The current main entry point into the toolbox if you are using a JSON-based job configuration file (as opposed to loading the modules manually and writing your own Python code).

This script is currently very simple. It takes in one or more JSON files with job configurations, instantiates a DTJob object based on each one, and runs each DTJob in turn. Everything else is handled by the rest of the toolbox.

See the main README.md file for some details on the JSON job file format. And you'll probably also want to check out the sample_jobfiles directory and/or our video tutorials for some usage hints.



Usage

python delineate.py my_first_job.json [my_second_job.json] [my_third_job.json] ...

python: Can be either Python 2 or 3 (but see README.md in the root folder of the repository for compatibility details). You might replace python with whatever command you use to invoke the Python interpreter. On many systems it seems that Python 2.7 is still the default and that is what you get when you run python, but if you have other versions installed, or aliases or whatever, you might say python3 or py3 or something like that instead here.

delineate.py: This script. Note if you are not inside the main DeLINEATE directory when running the script, you would need to specify the full pathname, e.g.

python ~/delineate_toolbox_dir/delineate.py my_first_job.json my_second_job.json

my_first_job.json (etc.): JSON-formatted job files; any number can be specified and the script will run them in sequence. If one of them encounters a fatal error (including incorrect JSON formatting), the current functionality is for the whole script to terminate without running subsequent jobs. However, if the user manually interrupts running (e.g. with Control-C), the script will continue with the next job in the sequence. This is useful if, for example, you have a whole bunch of models queued up and you see that one is not working very well -- in that case, you can just terminate the current analysis manually and have the script move on to the next one.

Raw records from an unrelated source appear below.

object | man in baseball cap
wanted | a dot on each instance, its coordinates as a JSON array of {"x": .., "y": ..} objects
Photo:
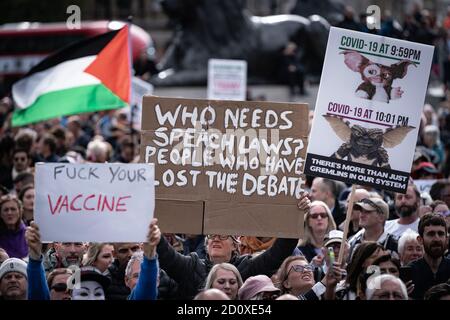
[
  {"x": 373, "y": 214},
  {"x": 13, "y": 280}
]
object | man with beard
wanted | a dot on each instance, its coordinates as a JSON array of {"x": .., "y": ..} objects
[
  {"x": 65, "y": 254},
  {"x": 433, "y": 268},
  {"x": 407, "y": 206},
  {"x": 13, "y": 280},
  {"x": 118, "y": 290}
]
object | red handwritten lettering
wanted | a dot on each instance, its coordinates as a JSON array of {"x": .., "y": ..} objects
[
  {"x": 84, "y": 203},
  {"x": 72, "y": 207},
  {"x": 91, "y": 202},
  {"x": 119, "y": 203},
  {"x": 53, "y": 210},
  {"x": 65, "y": 203},
  {"x": 105, "y": 203}
]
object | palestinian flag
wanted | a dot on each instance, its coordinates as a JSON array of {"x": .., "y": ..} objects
[{"x": 89, "y": 75}]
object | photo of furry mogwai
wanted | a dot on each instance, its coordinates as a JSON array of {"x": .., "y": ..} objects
[
  {"x": 364, "y": 145},
  {"x": 377, "y": 78}
]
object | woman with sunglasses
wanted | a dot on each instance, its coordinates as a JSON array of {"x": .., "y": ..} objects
[
  {"x": 296, "y": 277},
  {"x": 318, "y": 223}
]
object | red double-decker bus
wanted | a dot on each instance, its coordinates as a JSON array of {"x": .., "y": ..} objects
[{"x": 23, "y": 45}]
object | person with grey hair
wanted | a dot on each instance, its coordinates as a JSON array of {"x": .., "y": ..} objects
[
  {"x": 407, "y": 208},
  {"x": 373, "y": 214},
  {"x": 226, "y": 278},
  {"x": 211, "y": 294},
  {"x": 409, "y": 248},
  {"x": 141, "y": 273},
  {"x": 386, "y": 287},
  {"x": 190, "y": 271}
]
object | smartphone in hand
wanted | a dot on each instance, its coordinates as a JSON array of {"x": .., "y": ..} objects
[{"x": 406, "y": 274}]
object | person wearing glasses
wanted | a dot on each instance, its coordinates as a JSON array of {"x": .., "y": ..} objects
[
  {"x": 318, "y": 223},
  {"x": 57, "y": 284},
  {"x": 13, "y": 280},
  {"x": 258, "y": 287},
  {"x": 21, "y": 162},
  {"x": 190, "y": 271},
  {"x": 12, "y": 228},
  {"x": 296, "y": 277},
  {"x": 373, "y": 214},
  {"x": 386, "y": 287},
  {"x": 118, "y": 290}
]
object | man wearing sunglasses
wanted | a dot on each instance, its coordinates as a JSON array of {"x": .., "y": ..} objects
[
  {"x": 373, "y": 215},
  {"x": 190, "y": 271},
  {"x": 118, "y": 290}
]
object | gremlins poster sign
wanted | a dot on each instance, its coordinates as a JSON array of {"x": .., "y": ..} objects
[{"x": 368, "y": 110}]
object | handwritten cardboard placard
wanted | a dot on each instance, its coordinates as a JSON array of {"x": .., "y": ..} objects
[
  {"x": 370, "y": 99},
  {"x": 107, "y": 202},
  {"x": 226, "y": 167}
]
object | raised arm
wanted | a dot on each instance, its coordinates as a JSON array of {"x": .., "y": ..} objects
[
  {"x": 146, "y": 287},
  {"x": 37, "y": 283}
]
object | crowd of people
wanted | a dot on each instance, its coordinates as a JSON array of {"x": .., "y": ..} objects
[{"x": 396, "y": 248}]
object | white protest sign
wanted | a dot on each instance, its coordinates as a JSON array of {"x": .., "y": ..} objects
[
  {"x": 139, "y": 88},
  {"x": 108, "y": 202},
  {"x": 424, "y": 185},
  {"x": 227, "y": 79},
  {"x": 371, "y": 94}
]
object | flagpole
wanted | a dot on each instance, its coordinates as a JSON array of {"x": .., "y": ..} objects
[{"x": 132, "y": 107}]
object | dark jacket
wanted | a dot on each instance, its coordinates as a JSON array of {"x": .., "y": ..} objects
[
  {"x": 117, "y": 289},
  {"x": 190, "y": 271},
  {"x": 423, "y": 278}
]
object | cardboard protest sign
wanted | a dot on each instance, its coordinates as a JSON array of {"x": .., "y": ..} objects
[
  {"x": 368, "y": 109},
  {"x": 226, "y": 167},
  {"x": 107, "y": 202},
  {"x": 424, "y": 185},
  {"x": 227, "y": 79}
]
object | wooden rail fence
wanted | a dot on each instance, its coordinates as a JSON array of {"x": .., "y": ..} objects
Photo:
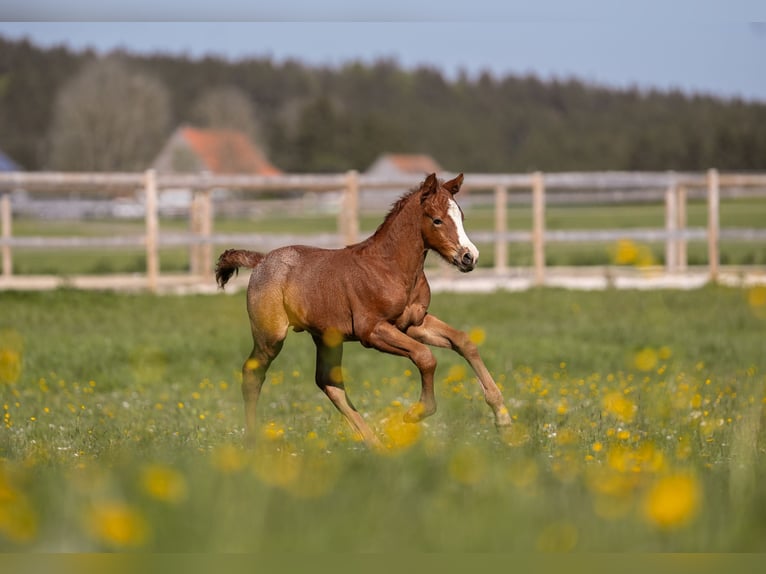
[{"x": 201, "y": 236}]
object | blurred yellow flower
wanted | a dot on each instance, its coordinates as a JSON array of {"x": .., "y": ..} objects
[
  {"x": 673, "y": 501},
  {"x": 625, "y": 252},
  {"x": 273, "y": 431},
  {"x": 18, "y": 521},
  {"x": 399, "y": 435},
  {"x": 164, "y": 483},
  {"x": 646, "y": 359},
  {"x": 11, "y": 348},
  {"x": 117, "y": 525},
  {"x": 756, "y": 298}
]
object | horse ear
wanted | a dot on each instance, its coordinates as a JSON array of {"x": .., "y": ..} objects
[
  {"x": 430, "y": 185},
  {"x": 453, "y": 185}
]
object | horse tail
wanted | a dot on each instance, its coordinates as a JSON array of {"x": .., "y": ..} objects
[{"x": 231, "y": 260}]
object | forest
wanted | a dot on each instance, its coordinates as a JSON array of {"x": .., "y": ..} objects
[{"x": 79, "y": 110}]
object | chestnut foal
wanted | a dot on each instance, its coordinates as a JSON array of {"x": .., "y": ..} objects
[{"x": 374, "y": 292}]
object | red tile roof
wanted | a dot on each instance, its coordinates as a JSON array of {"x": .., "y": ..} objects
[
  {"x": 228, "y": 152},
  {"x": 414, "y": 163}
]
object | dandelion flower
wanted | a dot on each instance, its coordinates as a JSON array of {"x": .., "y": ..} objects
[
  {"x": 673, "y": 501},
  {"x": 164, "y": 484}
]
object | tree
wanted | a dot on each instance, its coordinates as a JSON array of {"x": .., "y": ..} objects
[
  {"x": 226, "y": 107},
  {"x": 109, "y": 117}
]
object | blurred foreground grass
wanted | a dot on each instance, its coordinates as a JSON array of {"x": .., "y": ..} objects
[{"x": 638, "y": 426}]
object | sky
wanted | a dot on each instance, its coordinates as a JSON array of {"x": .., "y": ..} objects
[{"x": 696, "y": 46}]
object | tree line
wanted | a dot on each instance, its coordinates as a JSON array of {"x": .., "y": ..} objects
[{"x": 77, "y": 110}]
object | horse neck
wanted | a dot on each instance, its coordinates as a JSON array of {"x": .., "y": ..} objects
[{"x": 399, "y": 239}]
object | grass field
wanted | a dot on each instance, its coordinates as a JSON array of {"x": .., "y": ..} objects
[
  {"x": 638, "y": 427},
  {"x": 735, "y": 213}
]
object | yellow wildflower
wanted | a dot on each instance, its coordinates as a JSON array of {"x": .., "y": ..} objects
[
  {"x": 117, "y": 525},
  {"x": 164, "y": 483},
  {"x": 673, "y": 501}
]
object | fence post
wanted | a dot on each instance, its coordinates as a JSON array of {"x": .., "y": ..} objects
[
  {"x": 195, "y": 217},
  {"x": 152, "y": 230},
  {"x": 683, "y": 260},
  {"x": 5, "y": 223},
  {"x": 713, "y": 225},
  {"x": 206, "y": 230},
  {"x": 501, "y": 227},
  {"x": 671, "y": 227},
  {"x": 348, "y": 222},
  {"x": 538, "y": 226}
]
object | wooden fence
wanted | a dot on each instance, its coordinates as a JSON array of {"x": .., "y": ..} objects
[{"x": 201, "y": 237}]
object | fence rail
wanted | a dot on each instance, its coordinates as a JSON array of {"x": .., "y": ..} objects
[{"x": 542, "y": 188}]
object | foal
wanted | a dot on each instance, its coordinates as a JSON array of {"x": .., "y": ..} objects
[{"x": 374, "y": 292}]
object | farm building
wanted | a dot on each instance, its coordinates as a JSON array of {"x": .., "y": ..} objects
[
  {"x": 7, "y": 164},
  {"x": 215, "y": 151},
  {"x": 393, "y": 165}
]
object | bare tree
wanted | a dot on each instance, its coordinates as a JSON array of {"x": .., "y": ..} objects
[
  {"x": 226, "y": 107},
  {"x": 108, "y": 117}
]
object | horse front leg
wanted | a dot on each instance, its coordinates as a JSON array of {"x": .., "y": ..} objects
[
  {"x": 329, "y": 378},
  {"x": 433, "y": 331},
  {"x": 387, "y": 338}
]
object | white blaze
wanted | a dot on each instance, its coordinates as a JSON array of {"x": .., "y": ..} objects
[{"x": 454, "y": 213}]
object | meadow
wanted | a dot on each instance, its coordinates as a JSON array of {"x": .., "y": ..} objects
[
  {"x": 637, "y": 427},
  {"x": 735, "y": 213}
]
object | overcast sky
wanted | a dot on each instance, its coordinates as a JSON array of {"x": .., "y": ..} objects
[{"x": 697, "y": 46}]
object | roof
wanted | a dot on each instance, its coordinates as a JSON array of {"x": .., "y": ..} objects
[
  {"x": 416, "y": 164},
  {"x": 219, "y": 151},
  {"x": 7, "y": 164}
]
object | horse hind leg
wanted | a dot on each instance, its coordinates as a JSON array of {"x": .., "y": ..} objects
[
  {"x": 253, "y": 376},
  {"x": 330, "y": 380}
]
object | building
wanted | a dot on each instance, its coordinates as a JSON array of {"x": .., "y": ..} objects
[
  {"x": 7, "y": 164},
  {"x": 215, "y": 151},
  {"x": 409, "y": 167}
]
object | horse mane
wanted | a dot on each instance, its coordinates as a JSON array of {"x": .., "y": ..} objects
[{"x": 396, "y": 208}]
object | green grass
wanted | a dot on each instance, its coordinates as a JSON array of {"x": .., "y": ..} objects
[
  {"x": 739, "y": 213},
  {"x": 637, "y": 427}
]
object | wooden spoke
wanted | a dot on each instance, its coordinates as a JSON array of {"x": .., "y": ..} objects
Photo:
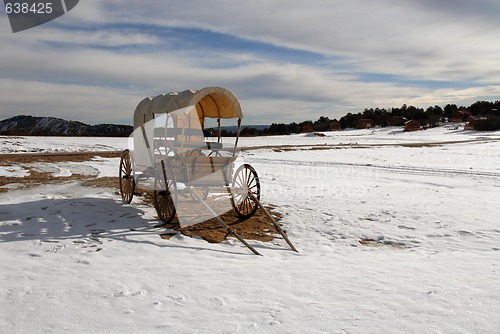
[
  {"x": 245, "y": 181},
  {"x": 125, "y": 173}
]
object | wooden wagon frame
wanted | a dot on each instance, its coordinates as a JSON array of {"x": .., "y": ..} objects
[{"x": 172, "y": 155}]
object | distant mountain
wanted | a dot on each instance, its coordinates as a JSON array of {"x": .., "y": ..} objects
[{"x": 51, "y": 126}]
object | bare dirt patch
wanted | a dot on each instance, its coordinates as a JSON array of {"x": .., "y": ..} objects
[{"x": 257, "y": 227}]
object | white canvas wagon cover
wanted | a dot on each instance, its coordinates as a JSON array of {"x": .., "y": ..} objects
[{"x": 212, "y": 102}]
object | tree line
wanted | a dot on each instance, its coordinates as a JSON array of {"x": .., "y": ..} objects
[{"x": 430, "y": 117}]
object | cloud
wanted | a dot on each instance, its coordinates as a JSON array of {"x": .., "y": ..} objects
[{"x": 285, "y": 63}]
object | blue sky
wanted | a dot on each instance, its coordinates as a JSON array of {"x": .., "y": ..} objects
[{"x": 285, "y": 60}]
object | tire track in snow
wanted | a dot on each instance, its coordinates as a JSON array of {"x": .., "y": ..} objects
[{"x": 400, "y": 169}]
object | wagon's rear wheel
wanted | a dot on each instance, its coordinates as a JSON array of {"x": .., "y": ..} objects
[
  {"x": 165, "y": 195},
  {"x": 127, "y": 182},
  {"x": 245, "y": 181}
]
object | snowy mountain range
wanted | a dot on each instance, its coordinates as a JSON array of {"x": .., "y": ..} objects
[{"x": 50, "y": 126}]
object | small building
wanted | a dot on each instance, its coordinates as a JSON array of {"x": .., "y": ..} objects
[
  {"x": 335, "y": 126},
  {"x": 459, "y": 116},
  {"x": 469, "y": 125},
  {"x": 364, "y": 123},
  {"x": 307, "y": 128},
  {"x": 396, "y": 121},
  {"x": 412, "y": 125}
]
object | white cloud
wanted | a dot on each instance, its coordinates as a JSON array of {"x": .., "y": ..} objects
[{"x": 86, "y": 71}]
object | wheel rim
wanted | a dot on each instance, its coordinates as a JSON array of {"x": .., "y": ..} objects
[
  {"x": 165, "y": 197},
  {"x": 127, "y": 183},
  {"x": 246, "y": 178}
]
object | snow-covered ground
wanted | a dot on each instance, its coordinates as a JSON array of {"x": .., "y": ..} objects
[{"x": 393, "y": 238}]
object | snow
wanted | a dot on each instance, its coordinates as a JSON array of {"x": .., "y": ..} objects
[{"x": 75, "y": 259}]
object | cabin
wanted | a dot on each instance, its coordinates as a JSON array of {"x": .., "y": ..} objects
[
  {"x": 364, "y": 123},
  {"x": 307, "y": 128},
  {"x": 459, "y": 116},
  {"x": 335, "y": 126},
  {"x": 396, "y": 121},
  {"x": 412, "y": 125},
  {"x": 470, "y": 123}
]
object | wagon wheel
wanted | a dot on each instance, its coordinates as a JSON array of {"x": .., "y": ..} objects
[
  {"x": 165, "y": 195},
  {"x": 127, "y": 182},
  {"x": 245, "y": 178}
]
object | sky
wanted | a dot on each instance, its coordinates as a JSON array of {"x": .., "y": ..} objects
[{"x": 286, "y": 61}]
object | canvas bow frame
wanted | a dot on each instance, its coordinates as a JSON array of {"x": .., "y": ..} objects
[{"x": 210, "y": 102}]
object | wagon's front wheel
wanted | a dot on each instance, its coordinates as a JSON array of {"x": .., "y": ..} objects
[
  {"x": 245, "y": 181},
  {"x": 127, "y": 182},
  {"x": 165, "y": 195}
]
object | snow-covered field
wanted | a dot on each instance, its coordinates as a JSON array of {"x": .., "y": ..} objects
[{"x": 397, "y": 233}]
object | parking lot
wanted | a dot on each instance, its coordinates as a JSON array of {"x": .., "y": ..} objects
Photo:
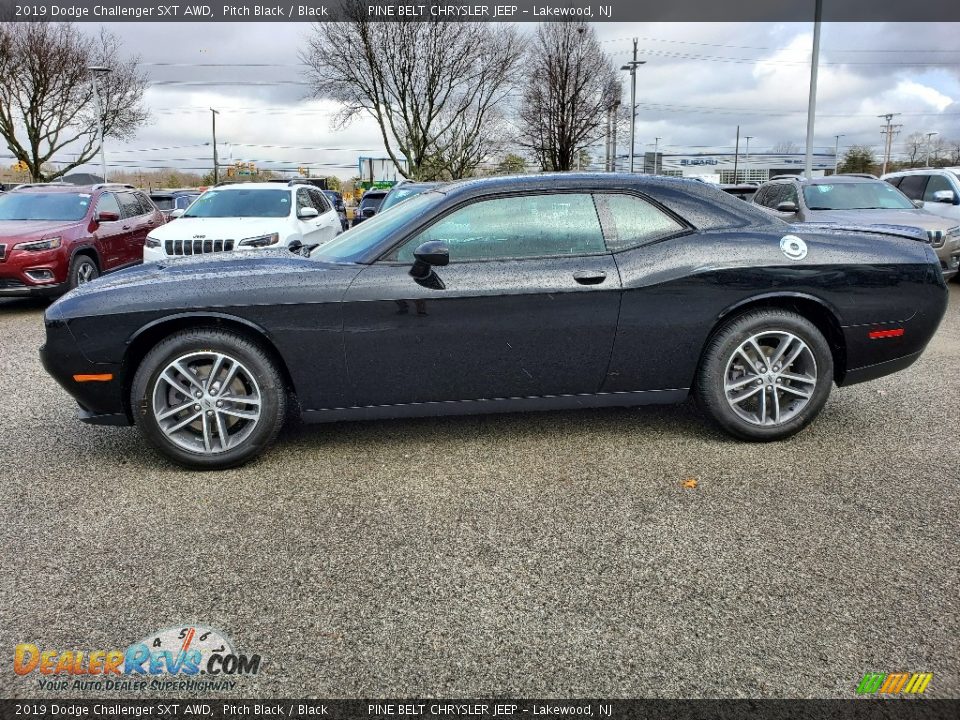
[{"x": 552, "y": 554}]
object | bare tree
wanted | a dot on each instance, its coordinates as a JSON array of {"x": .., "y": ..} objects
[
  {"x": 914, "y": 147},
  {"x": 436, "y": 89},
  {"x": 567, "y": 94},
  {"x": 47, "y": 105}
]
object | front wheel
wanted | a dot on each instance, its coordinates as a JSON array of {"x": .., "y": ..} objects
[
  {"x": 208, "y": 399},
  {"x": 765, "y": 375}
]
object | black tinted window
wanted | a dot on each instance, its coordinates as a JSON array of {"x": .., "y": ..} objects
[
  {"x": 129, "y": 205},
  {"x": 516, "y": 227},
  {"x": 630, "y": 221},
  {"x": 912, "y": 186}
]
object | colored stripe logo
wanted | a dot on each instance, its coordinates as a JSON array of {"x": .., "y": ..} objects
[{"x": 894, "y": 683}]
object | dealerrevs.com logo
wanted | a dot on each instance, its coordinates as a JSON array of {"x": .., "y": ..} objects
[{"x": 182, "y": 658}]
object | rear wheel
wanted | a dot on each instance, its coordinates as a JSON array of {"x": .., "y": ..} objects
[
  {"x": 209, "y": 399},
  {"x": 83, "y": 269},
  {"x": 765, "y": 375}
]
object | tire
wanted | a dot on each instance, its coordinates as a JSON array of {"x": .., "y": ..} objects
[
  {"x": 231, "y": 424},
  {"x": 83, "y": 269},
  {"x": 787, "y": 398}
]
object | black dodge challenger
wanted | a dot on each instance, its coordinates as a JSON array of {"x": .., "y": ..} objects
[{"x": 494, "y": 295}]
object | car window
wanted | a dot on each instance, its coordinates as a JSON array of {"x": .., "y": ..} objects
[
  {"x": 913, "y": 185},
  {"x": 320, "y": 202},
  {"x": 43, "y": 206},
  {"x": 146, "y": 206},
  {"x": 935, "y": 184},
  {"x": 129, "y": 205},
  {"x": 630, "y": 221},
  {"x": 304, "y": 200},
  {"x": 108, "y": 203},
  {"x": 516, "y": 227}
]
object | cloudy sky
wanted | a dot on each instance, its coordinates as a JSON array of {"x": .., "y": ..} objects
[{"x": 699, "y": 83}]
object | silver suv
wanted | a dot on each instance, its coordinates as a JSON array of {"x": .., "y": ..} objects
[
  {"x": 936, "y": 190},
  {"x": 858, "y": 200}
]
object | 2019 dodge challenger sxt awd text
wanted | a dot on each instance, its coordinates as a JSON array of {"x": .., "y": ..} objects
[{"x": 501, "y": 294}]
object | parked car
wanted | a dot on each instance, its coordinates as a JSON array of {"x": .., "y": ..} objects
[
  {"x": 337, "y": 200},
  {"x": 56, "y": 237},
  {"x": 852, "y": 199},
  {"x": 935, "y": 190},
  {"x": 402, "y": 191},
  {"x": 169, "y": 201},
  {"x": 247, "y": 216},
  {"x": 369, "y": 205},
  {"x": 532, "y": 292}
]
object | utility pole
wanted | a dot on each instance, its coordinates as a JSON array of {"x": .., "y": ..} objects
[
  {"x": 97, "y": 70},
  {"x": 929, "y": 135},
  {"x": 216, "y": 166},
  {"x": 889, "y": 130},
  {"x": 812, "y": 102},
  {"x": 736, "y": 155},
  {"x": 632, "y": 68},
  {"x": 746, "y": 160}
]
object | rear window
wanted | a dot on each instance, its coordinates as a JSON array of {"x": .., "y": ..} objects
[{"x": 43, "y": 206}]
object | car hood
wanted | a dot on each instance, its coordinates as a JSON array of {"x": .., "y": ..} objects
[
  {"x": 204, "y": 281},
  {"x": 184, "y": 228},
  {"x": 30, "y": 229},
  {"x": 914, "y": 218}
]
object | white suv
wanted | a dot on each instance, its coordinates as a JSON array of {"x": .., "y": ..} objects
[
  {"x": 938, "y": 189},
  {"x": 246, "y": 216}
]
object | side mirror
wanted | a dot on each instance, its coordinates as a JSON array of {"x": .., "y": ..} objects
[
  {"x": 103, "y": 216},
  {"x": 434, "y": 252}
]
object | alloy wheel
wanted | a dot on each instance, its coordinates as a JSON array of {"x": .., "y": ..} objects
[
  {"x": 770, "y": 378},
  {"x": 206, "y": 402}
]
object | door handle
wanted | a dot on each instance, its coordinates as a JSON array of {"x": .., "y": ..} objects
[{"x": 589, "y": 277}]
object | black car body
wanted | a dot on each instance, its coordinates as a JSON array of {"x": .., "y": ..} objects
[{"x": 621, "y": 309}]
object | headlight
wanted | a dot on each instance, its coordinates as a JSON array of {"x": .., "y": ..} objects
[
  {"x": 261, "y": 240},
  {"x": 39, "y": 245}
]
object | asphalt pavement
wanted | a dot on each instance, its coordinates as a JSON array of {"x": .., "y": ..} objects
[{"x": 549, "y": 555}]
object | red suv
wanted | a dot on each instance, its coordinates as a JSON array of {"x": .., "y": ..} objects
[{"x": 54, "y": 237}]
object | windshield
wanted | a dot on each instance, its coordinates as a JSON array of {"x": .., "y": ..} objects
[
  {"x": 399, "y": 195},
  {"x": 354, "y": 243},
  {"x": 255, "y": 202},
  {"x": 44, "y": 206},
  {"x": 855, "y": 196}
]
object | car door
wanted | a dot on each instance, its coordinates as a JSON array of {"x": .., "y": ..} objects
[
  {"x": 329, "y": 224},
  {"x": 136, "y": 225},
  {"x": 110, "y": 235},
  {"x": 527, "y": 307},
  {"x": 311, "y": 229},
  {"x": 940, "y": 183}
]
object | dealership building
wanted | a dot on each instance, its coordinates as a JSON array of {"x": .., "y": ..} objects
[{"x": 719, "y": 167}]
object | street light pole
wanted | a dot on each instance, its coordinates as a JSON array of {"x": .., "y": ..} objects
[
  {"x": 746, "y": 160},
  {"x": 632, "y": 68},
  {"x": 216, "y": 165},
  {"x": 929, "y": 135},
  {"x": 96, "y": 70},
  {"x": 812, "y": 101}
]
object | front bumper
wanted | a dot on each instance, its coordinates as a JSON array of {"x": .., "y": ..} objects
[{"x": 101, "y": 402}]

For those who care about the implementation details, note that what this script will do is create a DTJob object out of each file specified on the command line. The JSON-format job config files can contain either a single job specification or a list of such specifications, but either way, this script does not concatenate the files or anything like that. So if you specify three files with two jobs each in them, this script will create three DTJob objects, each containing a list of two jobs. This detail shouldn't really matter to the end user unless you're using this code as a template to write your own script.